Trechos de O evangelho segundo Jesus Cristo, de José Saramago. Companhia das Letras, SP, 2005.
p. 49
[…] Mas fala-me do meu filho, que soubestes do meu filho, Nada, só aquelas mesmas palavras tuas que, num relâmpago, me pareceram conter outro sentido, como se olhando pela primeira vez um ovo tivesse a percepção do pinto que leva dentro, Deus quis o que fez e fez o que quis, é nas suas mãos que está o meu filho, eu nada posso, Em verdade, assim é, mas estes são ainda os dias em que Deus partilha com a mulher a posse da criança, Que depois, se for varão, será minha e de Deus, Ou só de Deus, Todos o somos, Nem todos, alguns há que estão divididos entre Deus e o Demónio, Como sabê-lo, Se a lei não tivesse feito calar as mulheres para todo o sempre, talvez elas, porque inventaram aquele primeiro pecado de que todos os mais nasceram, soubessem dizer-nos o que nos falta saber, Quê, Que partes divina demoníaca as compõem, que espécie de humanidade transportam dentro de si, Não te compreendo, pareceu-me que estavas falando do meu filho, Não falava do teu filho, falava das mulheres e de como geram os seres que somos, se não será por vontade delas, se é que o sabem, que cada um de nós é este pouco e este muito, esta paz e esta guerra, revolta e mansidão.
p. 53
Nesta noite não houve conversas, nem recitações, nem histórias contadas à volta da fogueira, como se a proximidade de Jerusalém obrigasse ao silêncio, cada um olhando para dentro de si e perguntando, Quem és tu, que comigo te pareces, mas a quem não sei reconhecer, e não é que o dissessem de facto, as pessoas não se põem assim a falar sozinhas, sem mais nem menos, ou sequer o pensassem conscientemente, porém o certo é que um silêncio como este, quando fixamente olhamos as chamas duma fogueira e calamos, se quisermos traduzi-lo em palavras, não há outras, são aquelas, e dizem tudo.
p. 61
[…] era como se o mundo se tivesse recolhido, dobrado sobre si mesmo, pudesse o mundo ser representado por uma pessoa e diríamos que cobrira os olhos com o manto, escutando apenas o passo dos viajantes, tal como escutamos o canto de pássaros que não podemos ver, ocultos entre os ramos, eles, mas nós também, porque assim nos estarão imaginando as aves escondidas na folhagem.
p. 73
Angustiado, confuso, postado diante do túmulo da esposa mais querida de Jacob, o carpinteiro José deixou cair os braços e pender a cabeça, todo o seu corpo se alagava de um frio suor, e na estrada, agora, não passava ninguém a quem pudesse pedir um auxílio.
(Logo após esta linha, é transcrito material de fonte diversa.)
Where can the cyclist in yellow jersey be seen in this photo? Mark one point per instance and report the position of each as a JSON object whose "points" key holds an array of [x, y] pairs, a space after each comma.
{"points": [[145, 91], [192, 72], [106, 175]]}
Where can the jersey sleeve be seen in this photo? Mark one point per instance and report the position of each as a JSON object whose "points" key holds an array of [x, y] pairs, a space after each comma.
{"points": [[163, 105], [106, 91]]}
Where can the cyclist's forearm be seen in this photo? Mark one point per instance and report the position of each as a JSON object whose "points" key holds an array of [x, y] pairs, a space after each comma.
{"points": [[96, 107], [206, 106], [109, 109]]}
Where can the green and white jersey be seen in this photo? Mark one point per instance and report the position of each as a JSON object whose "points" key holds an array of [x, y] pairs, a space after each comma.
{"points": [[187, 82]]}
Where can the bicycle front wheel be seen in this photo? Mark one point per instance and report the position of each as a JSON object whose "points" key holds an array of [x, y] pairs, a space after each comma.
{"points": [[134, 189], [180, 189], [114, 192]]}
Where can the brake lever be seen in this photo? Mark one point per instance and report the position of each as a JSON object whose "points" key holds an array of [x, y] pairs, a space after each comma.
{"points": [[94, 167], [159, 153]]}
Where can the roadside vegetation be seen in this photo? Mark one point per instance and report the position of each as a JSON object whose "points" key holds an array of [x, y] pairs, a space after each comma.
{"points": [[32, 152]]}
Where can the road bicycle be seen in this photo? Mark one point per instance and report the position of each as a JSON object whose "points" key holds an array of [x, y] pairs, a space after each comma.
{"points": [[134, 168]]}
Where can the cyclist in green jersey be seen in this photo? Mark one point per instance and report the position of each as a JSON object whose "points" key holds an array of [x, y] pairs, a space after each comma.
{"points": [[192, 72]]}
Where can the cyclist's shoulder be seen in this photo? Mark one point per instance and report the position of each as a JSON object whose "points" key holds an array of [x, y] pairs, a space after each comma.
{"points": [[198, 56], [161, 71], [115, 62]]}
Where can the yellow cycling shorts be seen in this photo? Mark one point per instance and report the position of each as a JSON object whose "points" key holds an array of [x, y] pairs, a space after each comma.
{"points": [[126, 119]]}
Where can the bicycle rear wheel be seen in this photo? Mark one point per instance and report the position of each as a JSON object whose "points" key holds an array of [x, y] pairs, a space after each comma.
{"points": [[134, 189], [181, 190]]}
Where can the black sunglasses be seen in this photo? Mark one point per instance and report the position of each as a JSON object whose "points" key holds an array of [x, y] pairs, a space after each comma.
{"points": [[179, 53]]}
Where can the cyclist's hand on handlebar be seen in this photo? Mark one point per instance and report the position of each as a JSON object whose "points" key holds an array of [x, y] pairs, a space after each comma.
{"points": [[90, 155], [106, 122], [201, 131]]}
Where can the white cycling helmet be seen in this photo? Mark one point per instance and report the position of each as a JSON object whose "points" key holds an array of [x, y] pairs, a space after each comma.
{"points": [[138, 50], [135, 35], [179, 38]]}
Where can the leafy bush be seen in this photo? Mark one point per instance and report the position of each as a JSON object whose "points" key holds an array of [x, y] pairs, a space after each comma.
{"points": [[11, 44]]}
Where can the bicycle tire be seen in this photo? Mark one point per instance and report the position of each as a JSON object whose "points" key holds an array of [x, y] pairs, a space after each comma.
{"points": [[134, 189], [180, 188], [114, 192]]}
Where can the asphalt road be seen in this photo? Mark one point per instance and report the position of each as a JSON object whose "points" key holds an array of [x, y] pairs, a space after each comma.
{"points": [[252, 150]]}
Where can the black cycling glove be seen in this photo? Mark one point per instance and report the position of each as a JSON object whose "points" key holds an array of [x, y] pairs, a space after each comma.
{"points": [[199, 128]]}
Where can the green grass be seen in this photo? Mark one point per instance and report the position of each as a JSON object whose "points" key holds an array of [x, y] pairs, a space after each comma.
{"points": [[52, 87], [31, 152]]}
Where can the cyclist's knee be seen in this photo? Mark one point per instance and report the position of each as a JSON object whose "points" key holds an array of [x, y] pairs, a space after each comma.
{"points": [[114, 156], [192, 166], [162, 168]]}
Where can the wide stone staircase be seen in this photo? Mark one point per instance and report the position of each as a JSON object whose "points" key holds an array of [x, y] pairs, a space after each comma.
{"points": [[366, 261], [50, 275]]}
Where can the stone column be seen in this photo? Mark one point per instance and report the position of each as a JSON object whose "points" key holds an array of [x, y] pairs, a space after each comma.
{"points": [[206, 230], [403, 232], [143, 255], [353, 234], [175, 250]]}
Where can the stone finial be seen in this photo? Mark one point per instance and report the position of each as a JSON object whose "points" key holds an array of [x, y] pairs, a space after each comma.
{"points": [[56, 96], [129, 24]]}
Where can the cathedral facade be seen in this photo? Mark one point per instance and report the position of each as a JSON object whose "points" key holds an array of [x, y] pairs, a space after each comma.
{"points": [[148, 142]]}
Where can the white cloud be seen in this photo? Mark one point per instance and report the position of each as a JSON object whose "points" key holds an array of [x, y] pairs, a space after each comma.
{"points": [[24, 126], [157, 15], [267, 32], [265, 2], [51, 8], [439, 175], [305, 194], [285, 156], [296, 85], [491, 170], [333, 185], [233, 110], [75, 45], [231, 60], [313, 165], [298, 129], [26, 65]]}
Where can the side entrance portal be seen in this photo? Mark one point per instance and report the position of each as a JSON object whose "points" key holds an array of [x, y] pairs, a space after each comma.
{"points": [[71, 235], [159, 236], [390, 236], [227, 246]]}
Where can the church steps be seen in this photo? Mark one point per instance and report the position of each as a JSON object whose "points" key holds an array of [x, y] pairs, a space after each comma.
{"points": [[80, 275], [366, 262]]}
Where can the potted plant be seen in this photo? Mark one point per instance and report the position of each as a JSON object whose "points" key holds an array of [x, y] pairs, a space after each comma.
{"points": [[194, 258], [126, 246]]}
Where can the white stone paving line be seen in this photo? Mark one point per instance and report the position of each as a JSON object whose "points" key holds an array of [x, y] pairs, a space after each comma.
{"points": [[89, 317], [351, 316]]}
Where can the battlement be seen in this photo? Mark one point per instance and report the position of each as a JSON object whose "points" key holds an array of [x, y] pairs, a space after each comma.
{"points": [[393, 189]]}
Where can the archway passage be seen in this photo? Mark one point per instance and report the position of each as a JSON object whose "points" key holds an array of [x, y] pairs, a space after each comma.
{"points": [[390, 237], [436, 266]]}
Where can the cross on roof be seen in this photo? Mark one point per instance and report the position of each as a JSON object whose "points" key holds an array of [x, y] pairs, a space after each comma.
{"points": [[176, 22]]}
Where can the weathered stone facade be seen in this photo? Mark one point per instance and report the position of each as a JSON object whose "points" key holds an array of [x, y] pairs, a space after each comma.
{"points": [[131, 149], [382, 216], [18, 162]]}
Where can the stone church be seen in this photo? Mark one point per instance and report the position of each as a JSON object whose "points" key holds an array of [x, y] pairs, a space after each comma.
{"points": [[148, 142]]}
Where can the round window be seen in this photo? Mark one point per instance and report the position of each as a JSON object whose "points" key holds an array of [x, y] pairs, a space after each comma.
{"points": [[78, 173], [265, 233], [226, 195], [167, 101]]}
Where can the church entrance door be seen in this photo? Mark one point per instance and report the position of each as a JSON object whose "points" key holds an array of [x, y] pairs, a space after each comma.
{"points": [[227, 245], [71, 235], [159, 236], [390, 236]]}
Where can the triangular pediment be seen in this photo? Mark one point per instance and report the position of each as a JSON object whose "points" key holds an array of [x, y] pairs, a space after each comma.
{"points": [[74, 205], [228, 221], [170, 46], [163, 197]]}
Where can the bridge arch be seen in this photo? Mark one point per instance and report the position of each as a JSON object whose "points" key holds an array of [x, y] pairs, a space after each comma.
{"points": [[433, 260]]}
Compreendeu que pela primeira vez na sua vida duvidava do sentido do mundo, e, como quem renuncia a uma última esperança, disse em voz alta, Vou morrer aqui. Talvez que estas palavras, noutros casos, se fôssemos capazes de pronunciá-las com toda a força e convicção, como se supõe que é a dos suicidas, estas palavras poderiam, sem dor nem lágrimas, abrir-nos, por si sós, a porta por onde se sai do mundo dos vivos, mas o geral dos homens padece de instabilidade emocional, uma alta nuvem o distrai, uma aranha tecendo a sua teia, um cão que persegue uma borboleta, uma galinha que esgaravata a terra e cacareja chamando os filhos, ou algo ainda mais simples, do próprio corpo, como sentir uma comichão na cara e coçá-la, e depois perguntar-se, Em que estava eu a pensar.
p. 75-6
Às tantas, o infante Jesus acordou, mas agora a valer, que antes mal abrira os olhos quando sua mãe o enfaixara para a viagem, e pediu alimento com a sua voz de choro, única que ainda tem. Um dia, como qualquer um de nós, outras vozes virá a aprender, graças às quais saberá exprimir outras fomes e experimentar outras lágrimas.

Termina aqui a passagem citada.